YaCy-Bugtracker

View Issue Details Jump to Notes ] Issue History ] Print ]
IDProjectCategoryView StatusDate SubmittedLast Update
0000091YaCyWishlist - Wunschlistepublic2011-12-05 19:262016-10-10 02:00
Reporterkilian 
Assigned Toadministrator 
PrioritynormalSeverityminorReproducibilityhave not tried
StatusresolvedResolutionfixed 
ETAnone 
PlatformOSOS Version
Product Version 
Target VersionFixed in Version 
Summary0000091: Random Crawl Start
DescriptionWhat do you thing about an option to start a crawl off an already indexed URL? Sometimes my crawler is idle and i don't want to enter a link manually. This could also improve the diversity of the links, as users tend to start crawls with popular URIs and a random crawl could find unindexed parts of the web.
TagsNo tags attached.
Attached Files

- Relationships

-  Notes
(0000164)
LA_FORGE (reporter)
2011-12-05 22:28

I appreciate this kind of feature very much. Should we call it "Random Crawl"? Chaotic "Criss-cross crawling" around the entire web would be a great feature in YaCy!!
(0000200)
Orbiter (manager)
2011-12-18 18:58

this is not a bad idea in general but it does not work: how do we get a 'random url'? You cannot generate urls like numbers. If you want to get urls that are not crawled already, then just crawl the urls provided by remote crawl lists. There are always enough available.

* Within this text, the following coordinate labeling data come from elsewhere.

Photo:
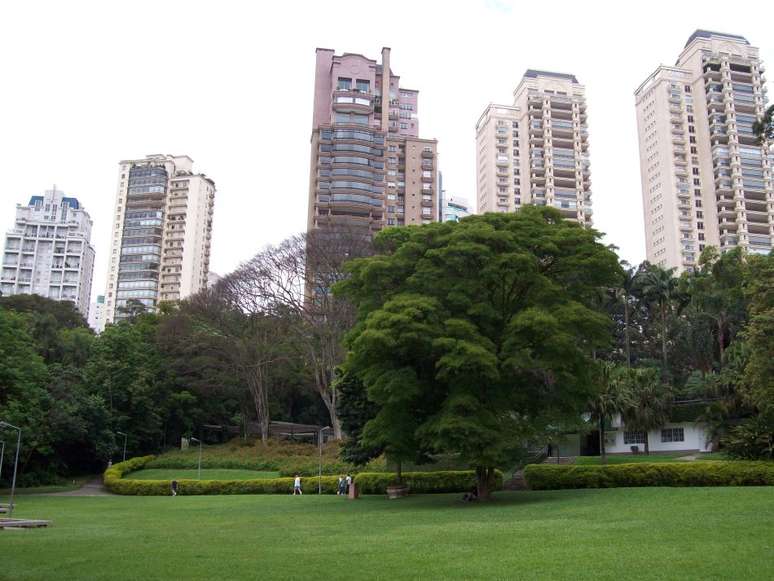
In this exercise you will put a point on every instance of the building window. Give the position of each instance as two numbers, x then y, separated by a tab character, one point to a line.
673	435
634	437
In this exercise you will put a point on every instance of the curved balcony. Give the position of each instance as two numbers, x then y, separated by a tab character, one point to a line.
352	102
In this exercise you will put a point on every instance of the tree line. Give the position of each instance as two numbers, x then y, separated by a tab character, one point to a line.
474	339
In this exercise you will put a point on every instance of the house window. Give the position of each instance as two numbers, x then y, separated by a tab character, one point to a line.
634	437
673	435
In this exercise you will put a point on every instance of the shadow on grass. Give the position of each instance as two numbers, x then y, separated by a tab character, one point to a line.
499	500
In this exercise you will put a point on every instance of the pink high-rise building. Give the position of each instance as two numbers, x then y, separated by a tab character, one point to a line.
368	168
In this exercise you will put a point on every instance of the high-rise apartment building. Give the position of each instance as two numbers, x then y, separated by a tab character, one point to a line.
705	178
162	228
97	314
536	151
48	251
369	168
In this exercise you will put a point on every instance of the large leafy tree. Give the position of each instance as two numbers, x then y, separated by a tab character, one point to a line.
473	335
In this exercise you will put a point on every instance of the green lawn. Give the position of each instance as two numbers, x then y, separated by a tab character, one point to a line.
207	474
646	533
632	458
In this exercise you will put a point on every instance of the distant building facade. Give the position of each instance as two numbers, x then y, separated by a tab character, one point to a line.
369	168
454	209
705	178
162	232
97	314
536	151
48	250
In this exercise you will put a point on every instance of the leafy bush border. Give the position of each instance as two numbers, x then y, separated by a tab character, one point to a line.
714	473
367	482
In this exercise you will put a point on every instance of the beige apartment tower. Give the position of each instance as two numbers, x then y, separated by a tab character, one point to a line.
162	228
705	178
536	151
369	168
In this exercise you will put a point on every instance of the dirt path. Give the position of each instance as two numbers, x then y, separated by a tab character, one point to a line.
91	488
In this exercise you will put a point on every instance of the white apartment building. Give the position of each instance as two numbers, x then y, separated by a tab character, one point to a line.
454	208
48	251
705	178
536	151
96	318
162	228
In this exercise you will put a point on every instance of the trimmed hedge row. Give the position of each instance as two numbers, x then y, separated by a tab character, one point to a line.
422	482
713	473
367	482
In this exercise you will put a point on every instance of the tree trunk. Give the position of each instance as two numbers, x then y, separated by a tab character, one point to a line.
602	452
663	336
484	482
255	382
626	332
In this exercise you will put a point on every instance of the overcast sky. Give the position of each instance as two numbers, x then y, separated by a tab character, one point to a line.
84	85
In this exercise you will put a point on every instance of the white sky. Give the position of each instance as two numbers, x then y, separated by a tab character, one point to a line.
84	85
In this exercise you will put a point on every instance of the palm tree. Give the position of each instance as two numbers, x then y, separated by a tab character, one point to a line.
613	398
660	286
651	402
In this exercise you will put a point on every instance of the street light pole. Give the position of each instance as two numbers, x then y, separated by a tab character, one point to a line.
200	457
124	435
15	464
319	468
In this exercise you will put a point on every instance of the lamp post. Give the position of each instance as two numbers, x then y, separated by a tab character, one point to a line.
124	435
319	469
15	463
200	456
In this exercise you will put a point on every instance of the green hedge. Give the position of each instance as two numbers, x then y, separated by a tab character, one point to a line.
422	482
367	482
553	477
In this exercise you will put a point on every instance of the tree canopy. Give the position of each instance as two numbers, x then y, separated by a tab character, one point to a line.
469	334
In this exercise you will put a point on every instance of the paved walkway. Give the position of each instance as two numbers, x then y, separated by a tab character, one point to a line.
91	488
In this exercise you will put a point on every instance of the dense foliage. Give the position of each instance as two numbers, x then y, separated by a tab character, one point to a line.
713	473
471	336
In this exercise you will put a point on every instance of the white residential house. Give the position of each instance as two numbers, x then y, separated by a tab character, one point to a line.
672	437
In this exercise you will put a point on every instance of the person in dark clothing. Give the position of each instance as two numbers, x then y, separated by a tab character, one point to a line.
470	496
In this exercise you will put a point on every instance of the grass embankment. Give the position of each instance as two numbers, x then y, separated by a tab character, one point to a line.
283	457
636	458
193	474
654	533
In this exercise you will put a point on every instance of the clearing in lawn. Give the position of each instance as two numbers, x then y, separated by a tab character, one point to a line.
636	458
193	474
647	533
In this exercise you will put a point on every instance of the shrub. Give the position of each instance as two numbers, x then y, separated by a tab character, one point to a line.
753	439
553	477
422	482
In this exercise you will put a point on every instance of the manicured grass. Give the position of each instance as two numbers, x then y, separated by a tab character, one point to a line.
632	458
66	486
207	474
653	533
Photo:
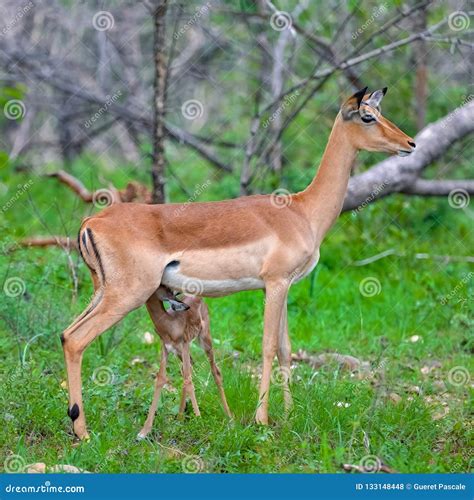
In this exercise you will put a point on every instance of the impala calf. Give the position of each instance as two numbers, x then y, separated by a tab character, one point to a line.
177	330
223	247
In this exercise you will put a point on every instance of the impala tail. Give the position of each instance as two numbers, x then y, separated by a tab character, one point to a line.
90	253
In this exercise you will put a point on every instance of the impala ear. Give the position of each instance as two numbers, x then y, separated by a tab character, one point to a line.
351	106
376	97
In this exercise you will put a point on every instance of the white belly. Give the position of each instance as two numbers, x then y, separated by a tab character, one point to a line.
190	285
308	267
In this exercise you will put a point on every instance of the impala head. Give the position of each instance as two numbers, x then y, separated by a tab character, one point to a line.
368	129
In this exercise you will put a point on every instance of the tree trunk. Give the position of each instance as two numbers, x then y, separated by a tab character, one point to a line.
158	167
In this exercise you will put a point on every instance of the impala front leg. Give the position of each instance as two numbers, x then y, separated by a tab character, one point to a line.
284	358
275	301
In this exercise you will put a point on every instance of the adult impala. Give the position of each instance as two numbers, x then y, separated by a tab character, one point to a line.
218	248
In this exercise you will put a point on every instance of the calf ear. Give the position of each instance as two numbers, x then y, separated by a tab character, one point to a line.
376	97
351	106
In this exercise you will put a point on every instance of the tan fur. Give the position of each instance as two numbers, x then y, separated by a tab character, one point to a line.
224	246
177	330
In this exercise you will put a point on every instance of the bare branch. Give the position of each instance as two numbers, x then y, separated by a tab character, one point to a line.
396	175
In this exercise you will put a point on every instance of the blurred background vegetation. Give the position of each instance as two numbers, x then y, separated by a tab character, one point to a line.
243	113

If you don't see that the remote crawling feature actually is what you want: please tell us how to produce a 'random url'?
(0000202)
kilian (reporter)
2011-12-18 19:46

How does remtze crawling exactly work? Does any peer who executes the remote ctawl start off with the crawl start url entered by the crawl starter? Or is the task diivided into pieces somehow (this makes more sense to me, index distribution over dht is way faster than crawling the same page twice or three times on different peers.(is it?)) Or does the crawl starter delegate each single url?
Thats important because this influences how far into the web yacy will go.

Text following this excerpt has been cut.